Warzywka: brokuł, papryka czerwona + zielona.
Trening zrobię i opiszę swoje wrażenia oraz to jak mi poszło uzupełnię wieczorem (dziś wybieram się na zebranie w przedszkolu i wszystko mi się poprzestawia).
Edit
Uzupełniam trening:
+ superseria wytrzymałościowa (5 obwodów, przerwa max 60 sekund między obwodami),
a. pompki damskie x 5
b. brzuszki -nogi na krześle, kąt prosty x 20
c. przysiady bez obciążenia 30 sekund.
Thrusters - bałam się ich, ze względu na technikę (szczerze, to ćwiczyłam przed lustrem z kijem od szczotki, a filmików obejrzałam kilkanaście). Wydaje mi się, że jednak za nisko schodziłam w przysiadzie, to jest do poprawy i oczywiście obciążenie, bo tu była tylko sztanga.
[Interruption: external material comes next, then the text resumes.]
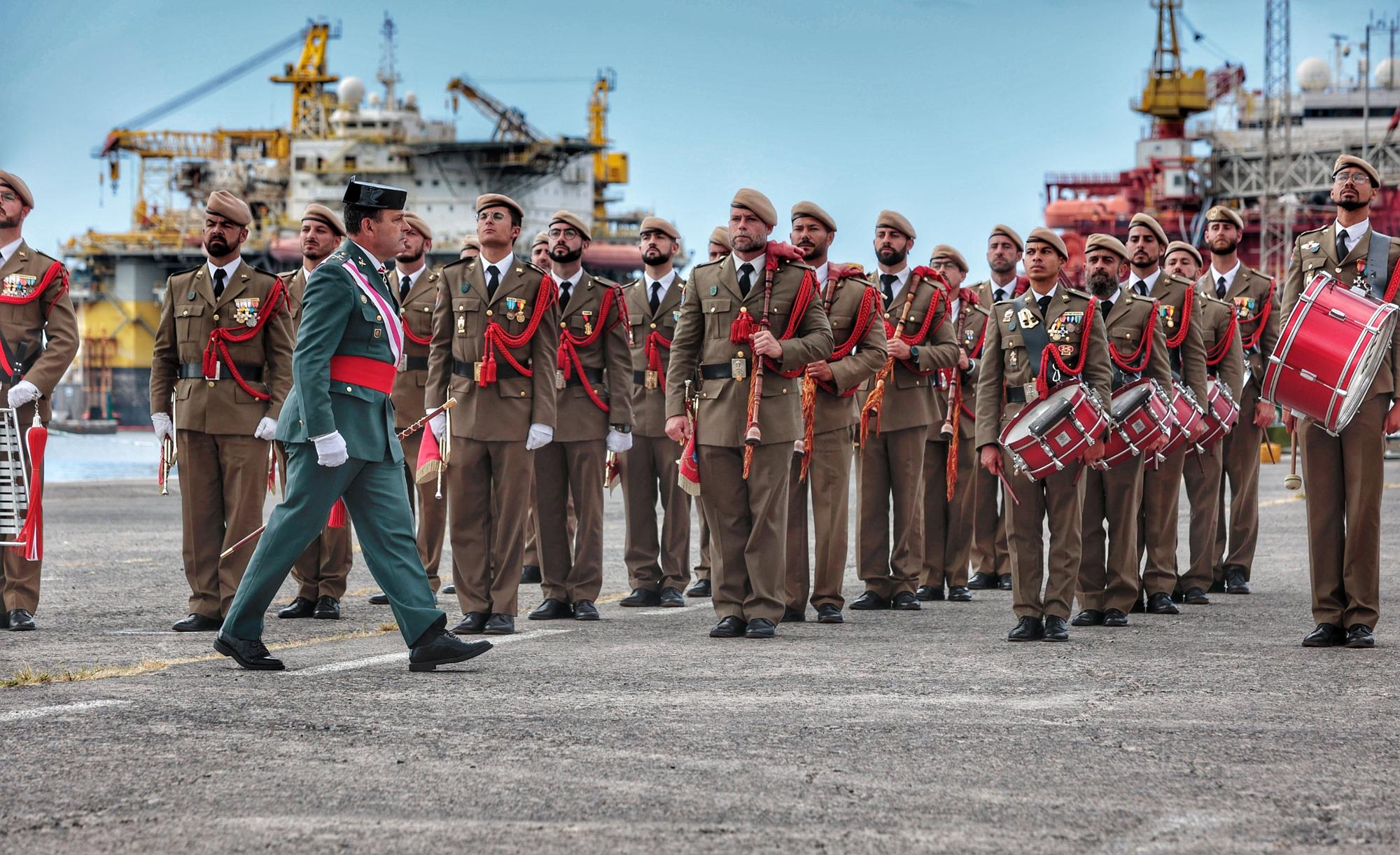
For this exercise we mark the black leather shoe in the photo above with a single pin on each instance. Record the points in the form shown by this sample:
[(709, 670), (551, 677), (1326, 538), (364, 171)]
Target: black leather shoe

Nie chciałam szaleć bez wyćwiczenia prawidłowego ruchu.
Wypady - lubię to ćwiczenie. Ta siódemka może nie powala, ale moje udka dostały po tłuszczu.
Wiosłowanie - póki co 10 kg to mój max.
Wznosy bokiem - wiedziałam, że to trudne ćwiczenie na moje słabe ciągle jeszcze ręce, dlatego zaczęłam i zakończyłam w zasadzie na tym samym ciężarze i tu pewnie dłuuugo nic się nie zmieni.
Wznosy w opadzie tułowia - tu jest gorzej jak w ćw. wyżej. Gorzej w sensie słabowitość rąk wychodzi jeszcze bardziej i w ostatniej serii byłam już wymęczona.
Plank - pewnie pociągnę dłużej (postaram się)
Wznosy bioder - podejrzałam najpierw jak to robi Arphiel (genialne filmiki; dla mnie instruktażowe ), a wznosy dają w tyłek nie ma co.
Na koniec superseria - nie mierzyłam czasu (jakoś wyleciało mi z głowy).
Cały trening dał mi w kość (w pozytywnym tego słowa znaczeniu).